NowYouHaveDoneIt · 20/01/2019 20:45

Knowledge is power. Keep that info to yrself for now otherwise he won't tell his pils anything else and they will be yr best source of info. Also they might not tell you anything else if they know you have told him that they shared this with you. His ego has been flattered and he' s acting like a lovestruck teenager. Even if it doesn't
work out with ow then you'll never trust him not to have his ego stroked again. So try not to have in yr head the possibility of you getting back together. Stay strong. Stay focused. He's a dick. You deserve better. At least you know now. SendingFlowers

Princesspeachy0 · 20/01/2019 21:12

I'm so sorry you and your DCs are having to going through this.
He's a twat.
Flowers

Donkdonkgoo · 20/01/2019 23:04

It's very impulsive if he's only know her a short time. It sounds to me like he's not thinking straight at all.

So sorry OP please don't blame yourself this is just him and a young fluff distraction. He's a real shit for abandoning you.

If I were you I wouldn't let on to him your PIL told you about OW, say he's been seen by a friend, it will help yours and PIL relationship.... it must be really hard for them too.
Sending you big hugs OP 💐X

toddle · 20/01/2019 23:30

Horrendous behaviour on his part.

I came across something called they always affair down the other day you might find interesting if you give it a google.

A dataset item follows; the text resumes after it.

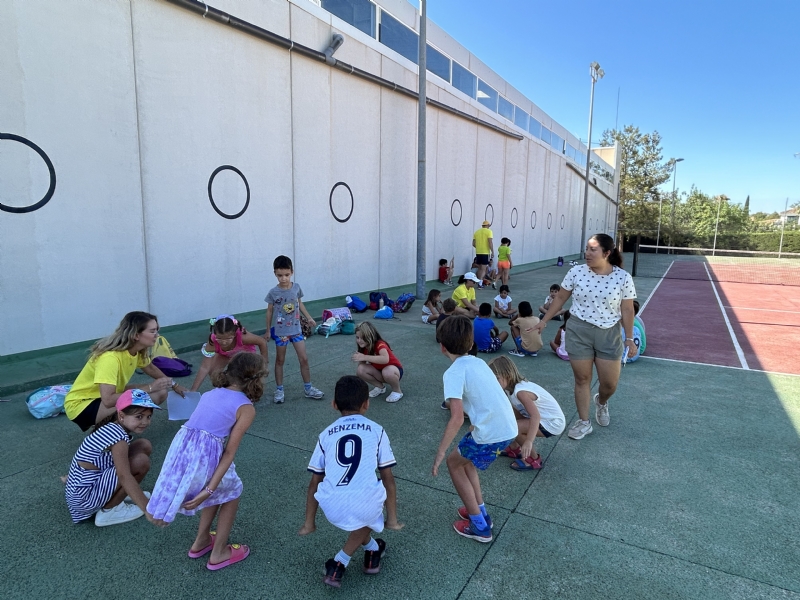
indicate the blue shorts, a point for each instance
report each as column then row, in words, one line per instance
column 286, row 339
column 480, row 455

Your doing amazingly well to keep your cool in light of what you have now found out Thanks

SandyY2K · 20/01/2019 23:58

You have decent inlaws. I can't for the life of me understand why a young lady would want a cheater if his age, with his baggage.

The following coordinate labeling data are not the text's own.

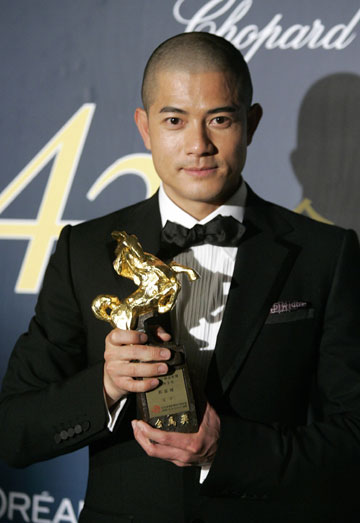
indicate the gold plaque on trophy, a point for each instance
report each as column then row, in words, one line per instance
column 171, row 405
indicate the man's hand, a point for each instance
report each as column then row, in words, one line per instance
column 126, row 358
column 183, row 450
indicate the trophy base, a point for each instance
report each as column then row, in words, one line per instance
column 171, row 406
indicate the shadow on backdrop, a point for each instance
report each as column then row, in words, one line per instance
column 327, row 158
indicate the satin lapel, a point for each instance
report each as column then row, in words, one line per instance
column 262, row 265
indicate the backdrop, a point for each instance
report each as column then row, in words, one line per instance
column 70, row 81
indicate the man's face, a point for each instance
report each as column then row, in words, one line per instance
column 198, row 132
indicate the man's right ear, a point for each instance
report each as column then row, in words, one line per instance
column 142, row 122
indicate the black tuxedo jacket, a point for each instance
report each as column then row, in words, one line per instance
column 274, row 462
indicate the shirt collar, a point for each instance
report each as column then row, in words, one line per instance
column 169, row 211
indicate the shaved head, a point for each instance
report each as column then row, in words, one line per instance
column 195, row 53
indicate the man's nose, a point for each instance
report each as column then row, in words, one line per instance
column 198, row 141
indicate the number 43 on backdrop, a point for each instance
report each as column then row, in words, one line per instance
column 65, row 149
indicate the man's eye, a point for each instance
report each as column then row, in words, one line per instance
column 174, row 120
column 221, row 120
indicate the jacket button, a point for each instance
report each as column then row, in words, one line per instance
column 85, row 425
column 64, row 435
column 78, row 429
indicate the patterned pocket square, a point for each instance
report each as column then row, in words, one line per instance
column 288, row 306
column 286, row 311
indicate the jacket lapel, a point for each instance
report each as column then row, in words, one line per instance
column 262, row 265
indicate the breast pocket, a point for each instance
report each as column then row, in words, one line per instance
column 289, row 316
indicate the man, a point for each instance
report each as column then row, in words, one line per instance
column 282, row 338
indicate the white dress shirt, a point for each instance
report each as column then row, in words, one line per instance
column 199, row 308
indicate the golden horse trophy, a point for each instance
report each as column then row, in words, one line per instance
column 171, row 405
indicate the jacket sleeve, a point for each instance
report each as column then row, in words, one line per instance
column 255, row 460
column 52, row 400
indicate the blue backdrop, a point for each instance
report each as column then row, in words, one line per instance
column 70, row 81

You've gone through the stress of adoption and he's rocked the stability of these children. I've got a relative who adopted and it was a long, frustrating and stressful process.

Why would she think he won't up and leave.

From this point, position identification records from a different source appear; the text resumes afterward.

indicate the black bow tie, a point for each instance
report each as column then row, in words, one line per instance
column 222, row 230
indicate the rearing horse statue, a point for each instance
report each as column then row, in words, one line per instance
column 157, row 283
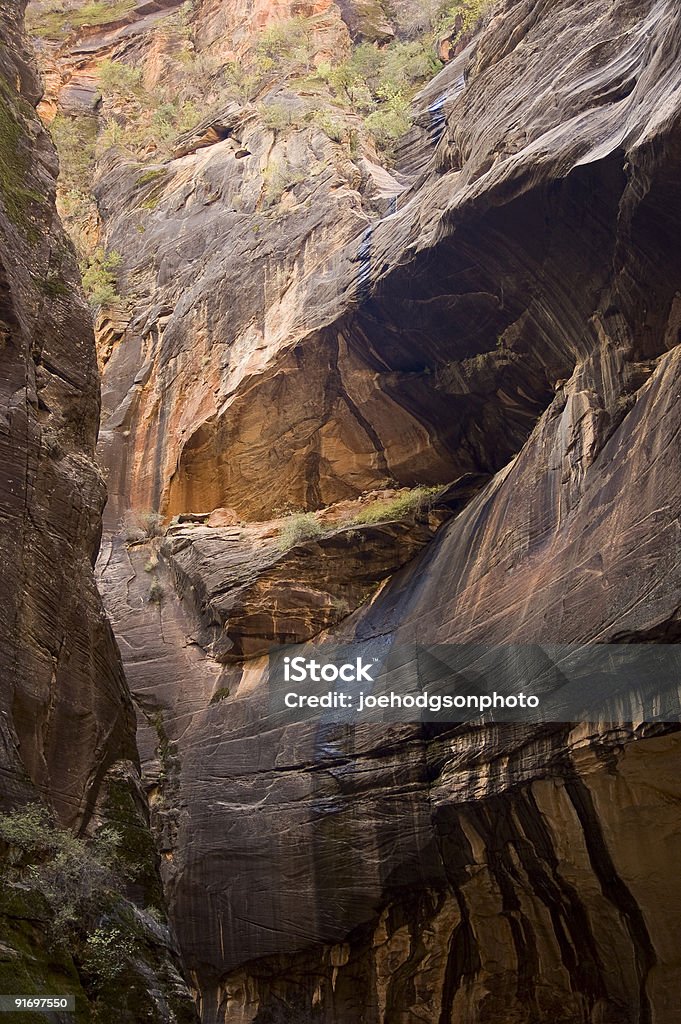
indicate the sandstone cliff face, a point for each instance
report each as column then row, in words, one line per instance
column 67, row 719
column 502, row 302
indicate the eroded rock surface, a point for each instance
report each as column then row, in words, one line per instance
column 504, row 302
column 67, row 723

I'd actually be worried that a married father left his marriage for me after a couple of months. That's if she knows. She may have expressed interest, but not while he's married.... so he ended it.

Anyway...well done for seeing a solicitor. You'll get through this.

northernglam · 21/01/2019 10:18

I’m really sorry that must have been really hard on you. All you can do is put yourself and your children first. Once the children know I would be asking him to see the children at the PIL house if that’s where he’s living because you need a private safe space that’s yours and some distance. Form a new relationship with your PIL where you don’t really discuss him but where they can maybe help you with childcare and see their grandchildren. It would be good to get him to sign a separation agreement of who will pay what pending a divorce so you have it in writing before he decides he needs the money for other things. Hope you are getting lots of support. You are doing great.

Changedname3456 · 21/01/2019 11:32

It’s more likely to be an infatuation on his part than an actual affair.

It’s not impossible but, unless he’s God’s gift to women, it’s pretty unlikely that someone that much younger than him is going to have jumped in bed with him in that short a time frame.

Still shit for you OP, but I think this is escapism on his part and he’ll quickly come to regret it.

MistressDeeCee · 21/01/2019 12:18

But I feel like such a complete idiot

You are not idiot here. I hope she messes him around, drains his pockets, then dumps him for a young free & single guy her own age.

That's if shes even with him properly really. The reality of impending divorce, DCs around for part of his week + child maintenance payments etc may lead to an "oh shit this is real" moment for her. She is young.

When it all goes wrong he'll try to crawl back to you.

He's disloyal and not someone to have in your corner, OP.

Rotten way to find out but,onwards and upwards and wishing you well.

So many have been through similar and lived to tell the tale.